前回から、11のネガティブ特性の3番目である「うっかりが多い、思慮が浅い」を説明している。11のネガティブ特性は以下の通りである。
- 先を読まない、深読みしない、刹那主義
- 主体性がない、受け身である
- うっかりが多い、思慮が浅い
- 無責任、逃げ腰体質
- 本質が語れない、理解が浅い
- ひと言で語れない、話が冗長
- 抽象的、具体性がない、表面的
- 説得力がない、納得感が得られない
- 仕事が進まない、放置体質
- 言いたいことが不明、論点が絞れない、話が拡散
- 駆け引きできない、せっかち、期を待てない
前回は、ソフトウエアベンダーF社に所属しているシステムエンジニアである二宮氏(仮名)の事例を紹介した。

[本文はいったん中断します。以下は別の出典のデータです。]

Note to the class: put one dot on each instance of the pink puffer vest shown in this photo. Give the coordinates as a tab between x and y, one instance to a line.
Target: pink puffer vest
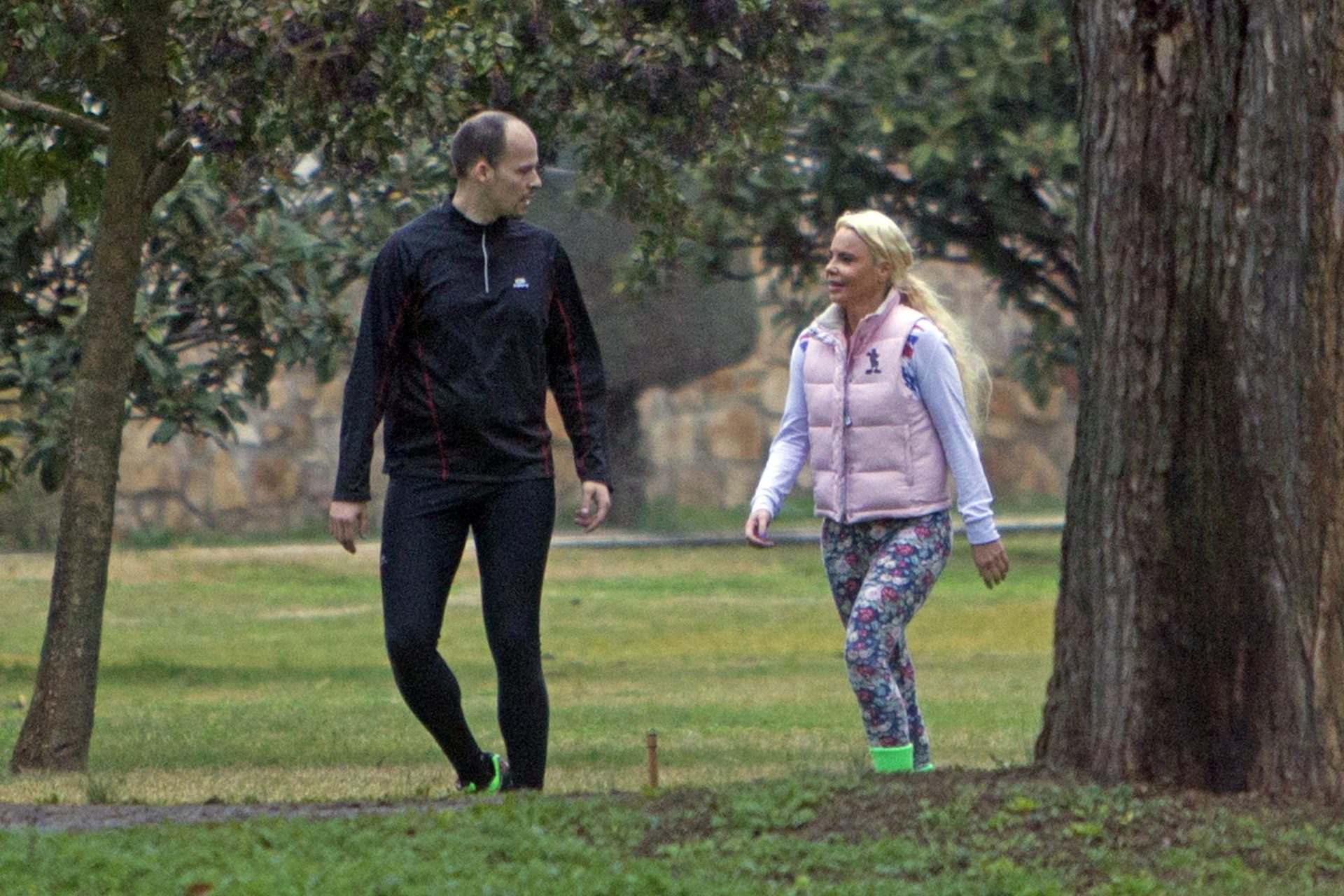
874	449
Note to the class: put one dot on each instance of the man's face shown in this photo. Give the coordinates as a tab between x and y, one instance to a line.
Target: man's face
511	183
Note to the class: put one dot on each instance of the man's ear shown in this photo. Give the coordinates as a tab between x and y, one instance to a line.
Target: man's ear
483	171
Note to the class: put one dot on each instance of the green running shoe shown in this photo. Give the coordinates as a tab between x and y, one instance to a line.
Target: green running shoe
500	780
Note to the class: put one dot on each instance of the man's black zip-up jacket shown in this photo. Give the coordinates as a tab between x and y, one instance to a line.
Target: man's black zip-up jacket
463	331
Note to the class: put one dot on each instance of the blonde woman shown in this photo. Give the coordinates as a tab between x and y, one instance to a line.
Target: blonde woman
879	388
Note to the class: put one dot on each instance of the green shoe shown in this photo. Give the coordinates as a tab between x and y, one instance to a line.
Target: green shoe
888	760
499	780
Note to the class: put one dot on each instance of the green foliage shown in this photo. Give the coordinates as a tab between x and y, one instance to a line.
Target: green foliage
245	255
956	118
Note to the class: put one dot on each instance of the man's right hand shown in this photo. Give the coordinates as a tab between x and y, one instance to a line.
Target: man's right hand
349	520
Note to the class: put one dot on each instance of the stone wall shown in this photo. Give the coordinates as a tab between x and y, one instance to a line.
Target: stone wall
704	442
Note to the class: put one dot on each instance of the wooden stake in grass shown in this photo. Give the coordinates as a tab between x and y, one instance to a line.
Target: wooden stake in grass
652	742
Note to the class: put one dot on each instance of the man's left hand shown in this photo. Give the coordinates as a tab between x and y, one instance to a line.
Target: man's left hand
594	507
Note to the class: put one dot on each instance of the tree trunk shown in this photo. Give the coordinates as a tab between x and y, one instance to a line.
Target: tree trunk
1199	637
59	723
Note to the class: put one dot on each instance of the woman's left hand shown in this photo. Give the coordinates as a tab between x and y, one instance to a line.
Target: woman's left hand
991	561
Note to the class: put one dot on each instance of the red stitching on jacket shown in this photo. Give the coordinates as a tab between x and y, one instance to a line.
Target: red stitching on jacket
433	413
574	374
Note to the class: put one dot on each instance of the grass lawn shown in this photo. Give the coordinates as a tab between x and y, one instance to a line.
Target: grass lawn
258	673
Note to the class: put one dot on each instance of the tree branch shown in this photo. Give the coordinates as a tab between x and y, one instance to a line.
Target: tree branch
167	174
54	115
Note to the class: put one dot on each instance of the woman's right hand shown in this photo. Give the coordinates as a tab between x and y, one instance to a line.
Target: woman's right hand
756	528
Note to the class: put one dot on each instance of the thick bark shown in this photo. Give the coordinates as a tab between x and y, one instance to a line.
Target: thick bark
59	723
1199	636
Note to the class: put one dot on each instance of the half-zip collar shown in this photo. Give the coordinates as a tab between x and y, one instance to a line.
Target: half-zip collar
460	222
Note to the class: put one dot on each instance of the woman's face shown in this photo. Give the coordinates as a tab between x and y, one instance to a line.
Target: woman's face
853	279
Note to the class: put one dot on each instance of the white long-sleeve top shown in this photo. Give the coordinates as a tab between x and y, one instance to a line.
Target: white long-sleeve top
930	371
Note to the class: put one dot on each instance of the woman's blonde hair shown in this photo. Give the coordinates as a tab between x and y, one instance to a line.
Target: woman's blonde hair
888	244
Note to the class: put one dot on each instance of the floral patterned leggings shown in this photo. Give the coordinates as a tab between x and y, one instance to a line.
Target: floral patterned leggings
881	573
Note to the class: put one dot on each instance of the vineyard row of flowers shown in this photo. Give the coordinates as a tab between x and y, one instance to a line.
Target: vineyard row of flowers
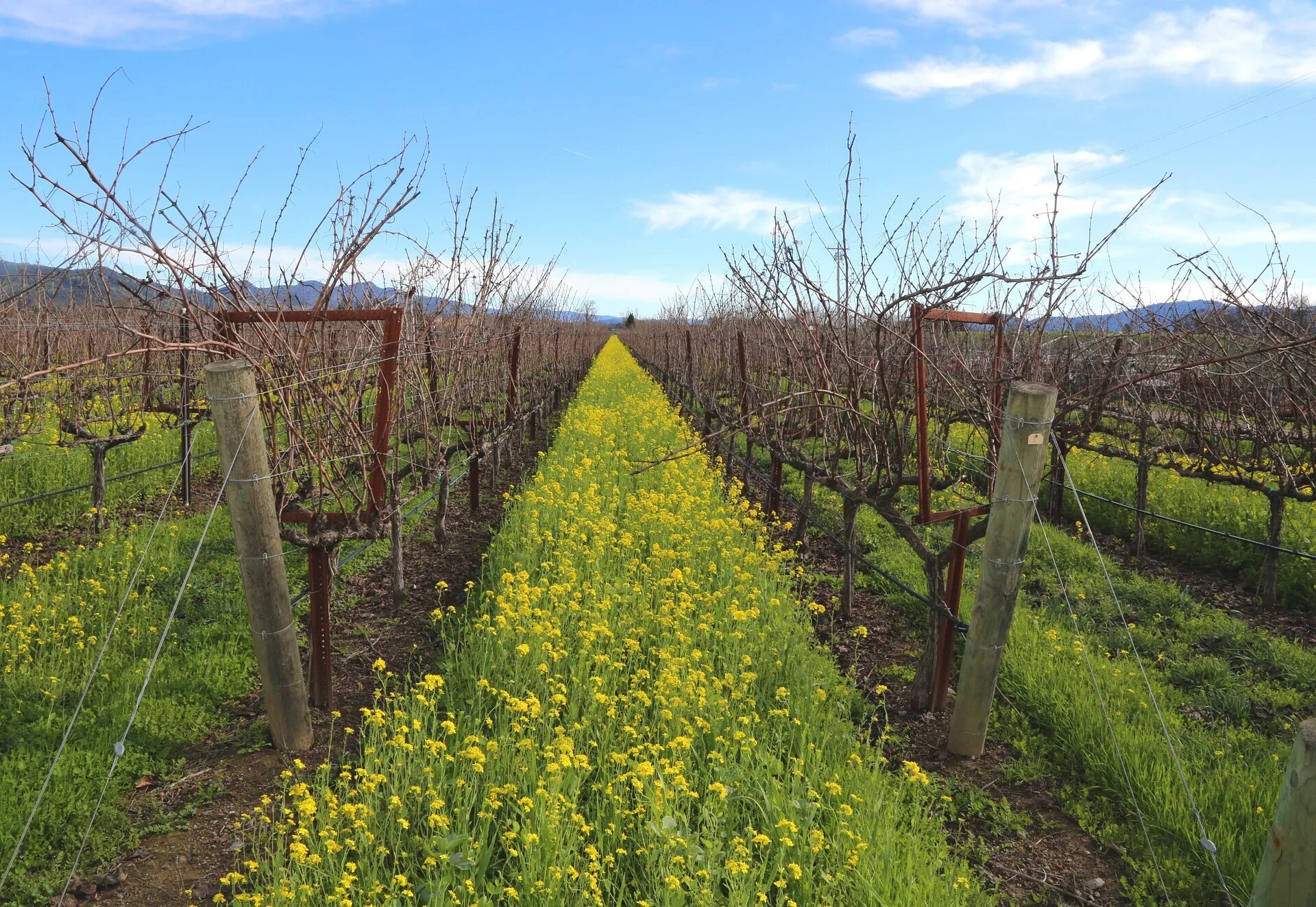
631	710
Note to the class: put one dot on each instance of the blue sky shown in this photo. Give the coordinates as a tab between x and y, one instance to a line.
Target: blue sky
642	140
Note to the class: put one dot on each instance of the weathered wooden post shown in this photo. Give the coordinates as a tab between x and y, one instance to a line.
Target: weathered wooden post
1287	872
230	388
1274	535
802	529
774	486
445	484
849	514
1019	469
473	484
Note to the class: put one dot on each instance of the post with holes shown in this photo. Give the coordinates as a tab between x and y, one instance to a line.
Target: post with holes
774	488
1019	469
230	387
1287	873
513	376
320	580
184	410
473	484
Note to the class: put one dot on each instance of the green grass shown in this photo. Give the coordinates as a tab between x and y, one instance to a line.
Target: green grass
1226	508
631	712
53	621
1215	505
38	466
1231	696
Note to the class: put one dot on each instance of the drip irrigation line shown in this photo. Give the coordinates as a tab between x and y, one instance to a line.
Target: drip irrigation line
1101	702
1204	841
1167	518
1267	546
121	745
108	479
91	679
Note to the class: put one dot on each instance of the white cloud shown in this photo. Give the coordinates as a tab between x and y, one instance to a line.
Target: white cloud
149	23
971	15
1224	45
1020	190
618	292
868	37
1053	61
739	210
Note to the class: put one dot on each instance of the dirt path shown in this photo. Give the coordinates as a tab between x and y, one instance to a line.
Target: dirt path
226	777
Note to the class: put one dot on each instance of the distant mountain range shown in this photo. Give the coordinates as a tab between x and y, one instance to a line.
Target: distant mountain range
300	295
1135	320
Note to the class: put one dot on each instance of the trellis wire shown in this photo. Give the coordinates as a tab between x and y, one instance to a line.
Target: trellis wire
91	678
1207	844
121	745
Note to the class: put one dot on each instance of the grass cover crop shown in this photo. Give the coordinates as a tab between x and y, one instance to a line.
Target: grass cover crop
38	464
54	612
1231	696
631	712
1217	505
1206	504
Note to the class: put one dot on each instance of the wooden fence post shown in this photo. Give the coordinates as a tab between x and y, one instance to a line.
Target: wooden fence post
473	484
1019	469
802	529
1274	535
445	486
1287	872
849	513
774	493
240	430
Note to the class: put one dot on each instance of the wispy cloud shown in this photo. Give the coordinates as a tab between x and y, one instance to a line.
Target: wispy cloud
723	208
151	23
618	292
1224	45
868	37
1051	62
1019	190
969	15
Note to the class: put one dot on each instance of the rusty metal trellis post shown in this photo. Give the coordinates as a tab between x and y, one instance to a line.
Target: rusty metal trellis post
184	410
320	558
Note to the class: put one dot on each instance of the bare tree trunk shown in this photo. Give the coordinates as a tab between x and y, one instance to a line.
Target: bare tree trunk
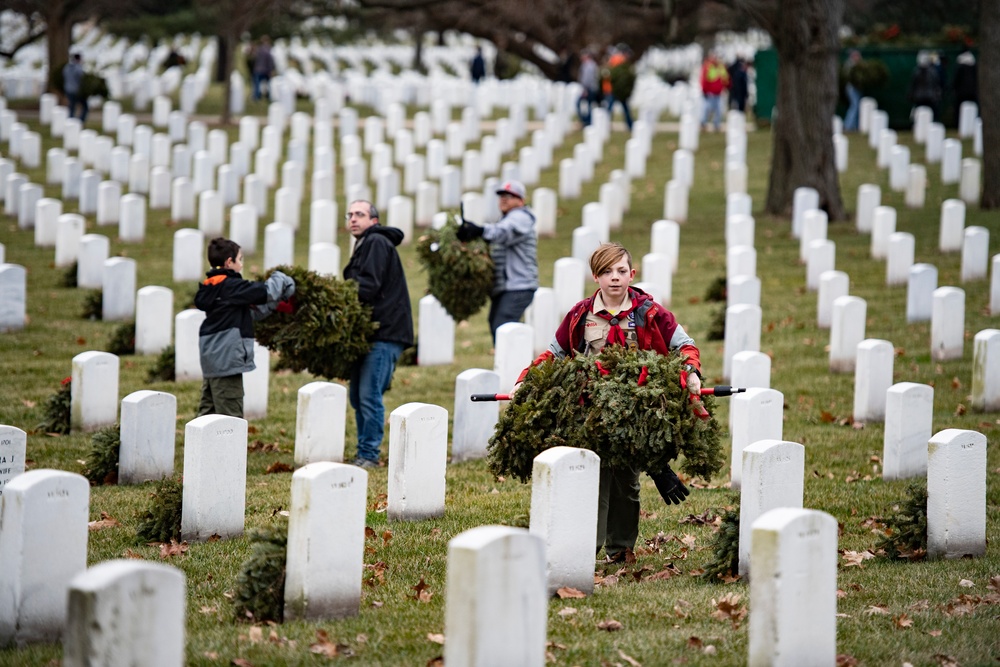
228	43
805	35
989	100
58	34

百貨店向けシステム開発プロジェクトにおける要件定義の際に、二宮氏は正論だが思慮の浅い発言をした。顧客は二宮氏の発言に怒り、プロジェクトは混乱して窮地に追い込まれた。
今回はその続きである。「うっかりが多い、思慮が浅い」というネガティブ特性をどう改善するかを説明していくことにする。
なお、前回の連載では「PMが悪いのではないか」「個人の能力の問題として『うっかり』で済ますのはいかがなものか」といったご意見を頂いた。確かに、組織で行う仕事は、最終的に上長が問題を解決する責任を負う。
ただ、本連載は「個人がもっているネガティブ特性をどのように除去するか」をテーマにしている。このため、組織的な責任論とあえて切り離し、個人が持つ能力の問題にフォーカスして解説している。この点をご理解いただければ幸いである。
「正しい」と思ったことを、そのまま口に出す
まず、二宮氏は何が問題だったか、何ができていなかったのかを改めて考えてみよう。二宮氏は事実を「正しく」理解していた。今回の例で言えば、「内部関係者の不正を考慮して、システムのセキュリティ対策を考える必要がある」と認識していた。
問題は、二宮氏がその事実をどう考え、どのように伝えていくかを熟考する行動特性が欠けていたことだ。状況を把握したうえで、その段階で「誰に、何をどのように言うか」「どのように行動するのか」を考える意識が弱かったのである。
仕事をスムーズに進めていくためには、仕事の判断材料となる事柄から、事実を正しく理解することはもちろん大切である。同時に、その事柄や、そこから導いた事実を「どのように伝えるか」を十分に考えることも欠かせない。これができないと仕事がうまくいかなくなる。いわゆる「空気が読めない」という状態に近い。
自分が考えたり思いついたりしたことが「正しい」と思えば、何も考えず、そのままつい口に出してしまう、行動してしまう。これが「うっかりが多い」「思慮が浅い」人の典型的な行動特性である。